David Sweenor 10:02 That’s amazing. I’ve written a couple books, and I’m just curious on… you know, author to author perspective, what surprised you about the writing process or just the whole process of putting a book together? Maybe like you didn’t consider going into it.

Fern Halper 10:20 It was a lot of work. That’s so true. So true. I’ve written a number of dummies books. Yes. Cloud computing for dummies, big data for dummies, hybrid cloud for dummies. But I always wrote them with co-authors. Right. And this time I wrote it by myself. Yes. And I was like, oh boy, I really wish I could have found someone to write this with me because it’s all on you. It’s helpful.

David Sweenor 10:45 Well, I always feel like the beginning is really good, and then as you get into the book, like, I can’t read chapters one, two, whatever ever again. Like, you just sort of go blind to the words on the page, and the end is a little, I don’t know.

Fern Halper 10:57 But I was a woman on a mission. You know, I really wanted to get it down, and I wrote it in six months. Wow. Yeah. Congrats. Yeah, which I was impressed by myself.

David Sweenor 11:08 Congrats on the book. I wish you all the success of the book. Is there anything else that you think our listeners would want to know about in terms of either your… or your courses or you know got a wealth of experience and I know we only have a short time here but you know like people often think how do I get started like we have this you know you said you wanted to be an oceanographer an ocean of data Right.

Fern Halper 11:36 How do I get started here? Now we’re in, it’s not just a technology wave, I call it a tsunami. Right. And that AI is going to expose every weakness that your company has.

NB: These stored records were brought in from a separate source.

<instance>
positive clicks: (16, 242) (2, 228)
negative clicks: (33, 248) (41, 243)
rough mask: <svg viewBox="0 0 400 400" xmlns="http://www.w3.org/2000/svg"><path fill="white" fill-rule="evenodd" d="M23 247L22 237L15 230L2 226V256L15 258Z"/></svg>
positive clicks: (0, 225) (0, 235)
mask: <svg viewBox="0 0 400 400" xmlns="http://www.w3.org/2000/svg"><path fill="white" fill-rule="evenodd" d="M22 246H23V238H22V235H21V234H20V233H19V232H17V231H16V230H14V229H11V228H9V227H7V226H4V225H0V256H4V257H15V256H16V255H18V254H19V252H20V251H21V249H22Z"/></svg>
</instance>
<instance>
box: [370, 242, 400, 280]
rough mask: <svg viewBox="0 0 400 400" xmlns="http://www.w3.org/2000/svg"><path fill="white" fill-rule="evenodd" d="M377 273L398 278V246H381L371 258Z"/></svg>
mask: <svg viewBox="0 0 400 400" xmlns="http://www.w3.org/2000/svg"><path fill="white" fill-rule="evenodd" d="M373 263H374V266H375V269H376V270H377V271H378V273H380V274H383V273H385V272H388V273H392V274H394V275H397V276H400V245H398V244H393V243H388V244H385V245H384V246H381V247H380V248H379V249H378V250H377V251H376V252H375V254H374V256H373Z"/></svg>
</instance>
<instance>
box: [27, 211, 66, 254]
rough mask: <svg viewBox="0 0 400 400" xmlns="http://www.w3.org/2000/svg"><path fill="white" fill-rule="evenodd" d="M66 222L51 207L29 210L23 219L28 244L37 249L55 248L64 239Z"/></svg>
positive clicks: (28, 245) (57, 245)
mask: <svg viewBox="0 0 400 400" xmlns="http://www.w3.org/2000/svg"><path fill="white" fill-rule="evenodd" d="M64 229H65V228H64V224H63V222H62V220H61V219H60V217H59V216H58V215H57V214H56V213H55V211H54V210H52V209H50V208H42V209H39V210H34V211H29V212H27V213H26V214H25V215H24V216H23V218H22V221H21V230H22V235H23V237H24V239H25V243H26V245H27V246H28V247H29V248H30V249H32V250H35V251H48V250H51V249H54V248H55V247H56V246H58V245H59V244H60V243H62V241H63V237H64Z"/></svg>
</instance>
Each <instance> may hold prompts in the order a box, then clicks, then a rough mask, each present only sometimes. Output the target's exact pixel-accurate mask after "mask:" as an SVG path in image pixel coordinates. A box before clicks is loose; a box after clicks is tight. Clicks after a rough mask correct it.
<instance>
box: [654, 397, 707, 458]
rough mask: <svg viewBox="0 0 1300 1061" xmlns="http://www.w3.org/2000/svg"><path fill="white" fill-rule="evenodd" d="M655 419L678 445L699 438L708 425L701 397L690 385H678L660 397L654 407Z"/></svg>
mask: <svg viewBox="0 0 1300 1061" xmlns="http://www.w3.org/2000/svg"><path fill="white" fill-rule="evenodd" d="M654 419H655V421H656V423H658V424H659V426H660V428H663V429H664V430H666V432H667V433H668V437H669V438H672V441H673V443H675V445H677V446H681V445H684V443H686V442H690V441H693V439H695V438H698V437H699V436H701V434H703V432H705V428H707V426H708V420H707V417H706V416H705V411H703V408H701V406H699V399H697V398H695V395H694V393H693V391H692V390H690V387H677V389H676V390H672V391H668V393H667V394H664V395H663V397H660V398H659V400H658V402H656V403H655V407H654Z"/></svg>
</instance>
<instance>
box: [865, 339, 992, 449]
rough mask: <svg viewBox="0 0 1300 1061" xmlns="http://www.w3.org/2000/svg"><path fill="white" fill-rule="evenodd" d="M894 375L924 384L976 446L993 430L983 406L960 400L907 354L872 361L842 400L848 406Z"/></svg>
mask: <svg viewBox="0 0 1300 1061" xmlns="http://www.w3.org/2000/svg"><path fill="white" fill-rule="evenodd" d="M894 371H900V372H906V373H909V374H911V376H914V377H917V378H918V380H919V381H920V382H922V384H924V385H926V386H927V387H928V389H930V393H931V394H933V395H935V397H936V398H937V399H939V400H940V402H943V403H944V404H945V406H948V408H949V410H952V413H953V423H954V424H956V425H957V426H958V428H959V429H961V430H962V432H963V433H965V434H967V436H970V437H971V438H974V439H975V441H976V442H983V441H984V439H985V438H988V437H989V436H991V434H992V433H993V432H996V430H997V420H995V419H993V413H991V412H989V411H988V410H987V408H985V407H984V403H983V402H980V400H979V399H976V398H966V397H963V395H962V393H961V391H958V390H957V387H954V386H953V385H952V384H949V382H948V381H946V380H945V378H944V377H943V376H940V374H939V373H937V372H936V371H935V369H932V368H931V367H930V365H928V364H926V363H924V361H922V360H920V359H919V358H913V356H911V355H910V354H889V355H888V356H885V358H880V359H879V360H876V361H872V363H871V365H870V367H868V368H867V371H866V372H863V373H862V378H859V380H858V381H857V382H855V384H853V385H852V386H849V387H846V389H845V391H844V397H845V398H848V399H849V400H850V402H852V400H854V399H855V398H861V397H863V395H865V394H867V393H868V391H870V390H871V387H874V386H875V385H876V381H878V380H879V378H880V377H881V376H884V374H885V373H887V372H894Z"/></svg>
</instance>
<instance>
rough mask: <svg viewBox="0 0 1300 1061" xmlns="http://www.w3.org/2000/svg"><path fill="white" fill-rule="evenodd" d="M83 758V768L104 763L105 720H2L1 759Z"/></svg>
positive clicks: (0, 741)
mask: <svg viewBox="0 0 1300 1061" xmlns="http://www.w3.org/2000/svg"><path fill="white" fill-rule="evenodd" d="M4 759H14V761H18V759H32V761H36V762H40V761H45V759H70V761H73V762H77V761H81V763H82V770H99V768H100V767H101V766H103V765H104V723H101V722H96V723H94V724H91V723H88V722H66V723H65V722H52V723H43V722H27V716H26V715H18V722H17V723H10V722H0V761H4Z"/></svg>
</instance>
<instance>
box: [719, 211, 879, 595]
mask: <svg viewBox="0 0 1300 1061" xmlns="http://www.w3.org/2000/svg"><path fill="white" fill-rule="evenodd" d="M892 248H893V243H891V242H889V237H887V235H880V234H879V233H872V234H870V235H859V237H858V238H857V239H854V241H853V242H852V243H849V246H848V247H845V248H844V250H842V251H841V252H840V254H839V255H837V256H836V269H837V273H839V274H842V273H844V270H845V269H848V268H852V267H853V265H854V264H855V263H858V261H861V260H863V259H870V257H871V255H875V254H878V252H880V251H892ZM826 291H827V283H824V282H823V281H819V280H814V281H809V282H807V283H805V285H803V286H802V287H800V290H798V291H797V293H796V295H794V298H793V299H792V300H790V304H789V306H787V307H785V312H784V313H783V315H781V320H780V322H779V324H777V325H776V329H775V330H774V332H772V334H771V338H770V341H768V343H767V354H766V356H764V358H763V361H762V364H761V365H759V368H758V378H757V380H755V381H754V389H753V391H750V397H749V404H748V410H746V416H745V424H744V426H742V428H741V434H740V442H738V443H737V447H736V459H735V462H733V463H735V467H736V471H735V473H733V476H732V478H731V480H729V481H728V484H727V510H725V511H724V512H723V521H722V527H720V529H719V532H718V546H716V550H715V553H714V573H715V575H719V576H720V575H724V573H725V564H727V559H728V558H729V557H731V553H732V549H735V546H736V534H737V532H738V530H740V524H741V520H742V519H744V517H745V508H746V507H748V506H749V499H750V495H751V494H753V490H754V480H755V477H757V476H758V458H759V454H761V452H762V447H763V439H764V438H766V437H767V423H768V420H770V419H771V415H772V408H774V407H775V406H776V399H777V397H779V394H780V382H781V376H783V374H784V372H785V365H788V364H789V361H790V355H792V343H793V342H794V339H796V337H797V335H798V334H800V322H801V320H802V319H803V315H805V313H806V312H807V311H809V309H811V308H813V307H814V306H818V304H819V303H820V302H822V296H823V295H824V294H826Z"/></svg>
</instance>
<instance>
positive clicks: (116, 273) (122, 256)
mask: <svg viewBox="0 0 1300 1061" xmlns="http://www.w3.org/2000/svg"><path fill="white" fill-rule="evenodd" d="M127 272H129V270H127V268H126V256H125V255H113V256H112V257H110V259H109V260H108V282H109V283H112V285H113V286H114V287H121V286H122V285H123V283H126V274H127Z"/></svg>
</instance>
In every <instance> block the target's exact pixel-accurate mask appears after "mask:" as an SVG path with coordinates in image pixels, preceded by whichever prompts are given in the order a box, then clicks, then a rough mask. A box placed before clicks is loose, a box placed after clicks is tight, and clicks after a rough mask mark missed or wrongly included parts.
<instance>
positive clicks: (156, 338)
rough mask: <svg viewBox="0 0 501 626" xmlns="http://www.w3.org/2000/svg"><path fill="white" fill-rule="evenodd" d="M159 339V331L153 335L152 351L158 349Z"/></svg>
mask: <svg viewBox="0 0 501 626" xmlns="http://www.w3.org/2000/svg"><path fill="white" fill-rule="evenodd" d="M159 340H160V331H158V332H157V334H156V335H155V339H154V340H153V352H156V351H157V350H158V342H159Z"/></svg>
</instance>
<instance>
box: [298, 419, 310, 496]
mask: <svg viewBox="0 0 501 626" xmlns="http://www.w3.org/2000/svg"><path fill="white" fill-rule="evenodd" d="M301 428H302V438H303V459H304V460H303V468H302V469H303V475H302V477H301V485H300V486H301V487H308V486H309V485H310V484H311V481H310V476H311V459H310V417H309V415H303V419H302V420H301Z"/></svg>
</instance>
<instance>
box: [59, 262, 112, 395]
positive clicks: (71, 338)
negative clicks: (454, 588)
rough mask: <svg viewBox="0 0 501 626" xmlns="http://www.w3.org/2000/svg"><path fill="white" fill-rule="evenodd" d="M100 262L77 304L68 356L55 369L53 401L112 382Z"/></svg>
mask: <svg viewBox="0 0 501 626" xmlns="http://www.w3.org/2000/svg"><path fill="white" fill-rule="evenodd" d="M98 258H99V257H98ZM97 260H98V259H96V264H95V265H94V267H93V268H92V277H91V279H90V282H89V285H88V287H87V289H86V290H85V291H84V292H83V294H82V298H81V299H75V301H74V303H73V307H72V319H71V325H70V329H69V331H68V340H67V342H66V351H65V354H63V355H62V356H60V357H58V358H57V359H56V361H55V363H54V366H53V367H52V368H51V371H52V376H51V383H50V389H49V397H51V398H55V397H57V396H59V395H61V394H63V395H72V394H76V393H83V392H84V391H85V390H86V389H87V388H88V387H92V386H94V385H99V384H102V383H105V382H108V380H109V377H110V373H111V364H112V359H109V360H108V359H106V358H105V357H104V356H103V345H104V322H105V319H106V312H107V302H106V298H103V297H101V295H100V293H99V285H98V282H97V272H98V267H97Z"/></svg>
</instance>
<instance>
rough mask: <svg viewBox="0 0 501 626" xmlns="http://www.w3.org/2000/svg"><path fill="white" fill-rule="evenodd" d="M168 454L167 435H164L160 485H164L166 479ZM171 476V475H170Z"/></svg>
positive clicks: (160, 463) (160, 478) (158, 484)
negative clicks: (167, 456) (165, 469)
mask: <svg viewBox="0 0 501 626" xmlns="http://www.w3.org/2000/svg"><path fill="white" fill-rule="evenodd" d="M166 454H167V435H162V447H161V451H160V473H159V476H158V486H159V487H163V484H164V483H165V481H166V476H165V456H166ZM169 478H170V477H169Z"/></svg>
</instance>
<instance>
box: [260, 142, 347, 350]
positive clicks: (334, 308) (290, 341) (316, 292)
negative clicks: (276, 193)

David Sweenor 11:48 Right.

Fern Halper 11:49 And it will hopefully highlight the strengths, but you know, you have to get started. You do have to do something about it. And doing generative, just… don’t think about it as just a productivity exercise. I’m going to be more productive. Because you can do so much more with AI than that if you actually put all of the processes that you need to put in place. And that’s what, at the AI Foundations Group, I talk to executives and boards about what they need to be thinking about, trying to bring clarity to this whole AI tsunami that we’re in.

David Sweenor 12:25 Yeah, well, it’s upon us. Well, Dr. Fern Halper, founder of the AI Foundations Group and VP of Research at TDWI. Thank you for joining the Data Faces podcast. It’s been a pleasure having you here.

Fern Halper 12:35 Thank you.

David Sweenor 12:37 Cheers. Awesome.